From the point of view of the individual, there is no clear separation between a learning record and a healthcare record. They both are an aggregation of attributes, some of the attributes are common to both aggregations: for example, work patterns are of interest to doctors and dietary requirements useful to other than doctors —e.g. conference organisers…
In terms of privacy, publicity and security, both share the same constraints. There is a need to manage the level of privacy from totally private data, to data restricted to certain groups of people and professionals, up to publicly available records —e.g. qualifications / blood type. But we cannot allow that organisations, private or public, host massive amount of personal data on a server without being under a strict control of individuals and making the massive export of data impossible to achieve or exploit —e.g. by making each individual record jammed with individual real-time encryption keys provided with the informed consent of individuals (with a ‘break the glass’ policy, if the principal is unconscious, something addressed by TAS3).

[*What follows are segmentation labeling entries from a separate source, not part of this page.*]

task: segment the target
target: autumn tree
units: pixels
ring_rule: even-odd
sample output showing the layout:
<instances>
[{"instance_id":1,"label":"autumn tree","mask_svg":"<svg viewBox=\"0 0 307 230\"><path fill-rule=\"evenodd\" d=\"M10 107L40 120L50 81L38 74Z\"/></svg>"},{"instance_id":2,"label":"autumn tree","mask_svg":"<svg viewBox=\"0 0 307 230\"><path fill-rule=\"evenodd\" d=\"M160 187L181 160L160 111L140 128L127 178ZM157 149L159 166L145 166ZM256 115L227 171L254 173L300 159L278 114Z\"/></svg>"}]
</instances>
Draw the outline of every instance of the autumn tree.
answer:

Just like patients have to deal with different professionals at different points in time, learners and workers have to deal with a number of different institutions. One can be working as an IT professional in a company, be a member of an IT professional body like the British Computer Society, teach at a university and provide support to local businesses, all this contributing to his/her identity as ‘IT professional’. The way systems are set today, this IT professional will have a number of accounts, at best federated, dealing with the idiosyncrasies of various information systems to keep-up with his/her personal data. His/her identity will be fragmented.
While current implementations of federation of identities and services allow one person to unify a number of fragmented accounts, an Internet architecture “subject centred” should allow one person to have a unified account (a kind of ‘digital safe’) that would be used in a number of different transactions. For example, I would have one ePortfolio repository and each of the different institutions I am interacting with would pull/push data from/to this repository (probably distributed, for security reason) encrypted by one or more public key.
A subject centred Internet should allow us to regain control on how our personal data are being stored, accessed and managed.